New law will force insurers to give discounts to homeowners under certain circumstances
NEW ORLEANS (WVUE) - As Tropical Storm Arlene churns in the Gulf of Mexico, a state lawmaker is happy his legislation which aims to help property owners, has been signed into law by Governor John Bel Edwards.
Rep. Matthew Willard, a Democrat from New Orleans, sponsored House Bill 294, which became Act 1 when Edwards signed it into law recently after it won full legislative approval.
It requires insurance companies to give discounts to homeowners who harden their roofs. Roofs can be early casualties of storms and hurricanes.

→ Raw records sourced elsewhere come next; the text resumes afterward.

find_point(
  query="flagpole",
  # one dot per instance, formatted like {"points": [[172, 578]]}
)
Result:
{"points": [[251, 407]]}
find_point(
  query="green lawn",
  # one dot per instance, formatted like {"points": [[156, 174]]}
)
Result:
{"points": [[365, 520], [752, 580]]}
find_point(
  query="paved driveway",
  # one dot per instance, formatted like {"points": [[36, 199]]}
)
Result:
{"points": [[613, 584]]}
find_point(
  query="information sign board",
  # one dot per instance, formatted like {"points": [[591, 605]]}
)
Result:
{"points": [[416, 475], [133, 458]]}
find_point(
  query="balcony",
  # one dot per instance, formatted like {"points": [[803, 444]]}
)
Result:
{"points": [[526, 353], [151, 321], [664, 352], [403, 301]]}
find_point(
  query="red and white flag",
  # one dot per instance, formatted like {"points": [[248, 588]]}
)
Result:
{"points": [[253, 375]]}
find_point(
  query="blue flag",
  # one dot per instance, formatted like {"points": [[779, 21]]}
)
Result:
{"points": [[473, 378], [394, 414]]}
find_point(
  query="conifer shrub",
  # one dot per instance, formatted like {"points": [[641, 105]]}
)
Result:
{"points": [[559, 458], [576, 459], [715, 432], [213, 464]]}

“We passed a bill last year to create the Louisiana fortify roof program. What we discovered is that in that statute it was permissive for insurance companies to grant a premium reduction, meaning that homeowners would only receive a premium reduction if their company wanted to grant that. I didn’t like taking a chance on that,” said Willard.
State lawmakers are still working to finalize the funding for grants under the program that would give grants to homeowners to strengthen their roofs.
But Willard says the new law he sponsored stands on its own, in terms of requiring insurers to give discounts to homeowners--whether they foot the bill themselves or ultimately get state money to do the work. “So, if a homeowner decides to hire a contractor and build a fortified roof they’re now eligible starting on August 1 for a premium reduction. The fortified roof incentive program will award grants to homeowners with a homestead exemption up to $10,000,” he said.
And he says discounts have been sizeable in some other states that have incentive programs similar to the one Louisiana adopted.
“So, what we’ve seen in other states is possibly up to a 30% reduction on the wind portion of a homeowner’s insurance policy,” said Willard.
The state House of Representatives passed a budget for the new fiscal year containing funds for homeowners’ grants.
Senate President Page Cortez went before the House Appropriations Committee on Friday (June 2) to talk about the budget and the Louisiana Fortify Homes Program, which is the official name. “$10 million is a great start,” he said.
But some in state government think more money should be allocated to the program and there is a chance that could happen because the senate has not passed its version of the budget.
The Senate joins Gov. Edwards in wanting the House to agree to lift the state’s spending limit because there are huge surpluses. Not doing so could impact the roof program.
“If you don’t have the ability to expend it you’re putting it in a fund and saying, come get it and when they get there you say, sorry we can’t give it out because we have this thing called the expenditure limit but we didn’t want to raise, so we can’t give you the money,” said Cortez.
Rep. Bill Wheat is a Republican from Pontchatoula.
“I think we’ve put in a lot of hard work to get some good programs on the books and having the ability is certainly something that we have to keep in mind how we make decisions over the next week or so,” he said.
“We can’t go in and say we’re going to fund the fortify roof incentive program without also passing the budget, so I want everybody to be aware of that. It’s in the conversation with everything else that’s contained in the budget, as well as the supplemental appropriations bill,” he said.
Since Hurricane Ida many homeowners have seen significant increases in their insurance premiums and state lawmakers are looking for ways to attract more insurers and bring down rates.
“If we can fund the incentive program that means the state will start putting money into the hands of property owners with homestead exemptions to build to the fortified roof designation,” said Willard. “Another reason my bill is so important is because if the state is going to make this investment we need to make sure that the homeowners are receiving some type of benefit.”
By law, the legislative session must end by June 8 and the new budget year begins July 1.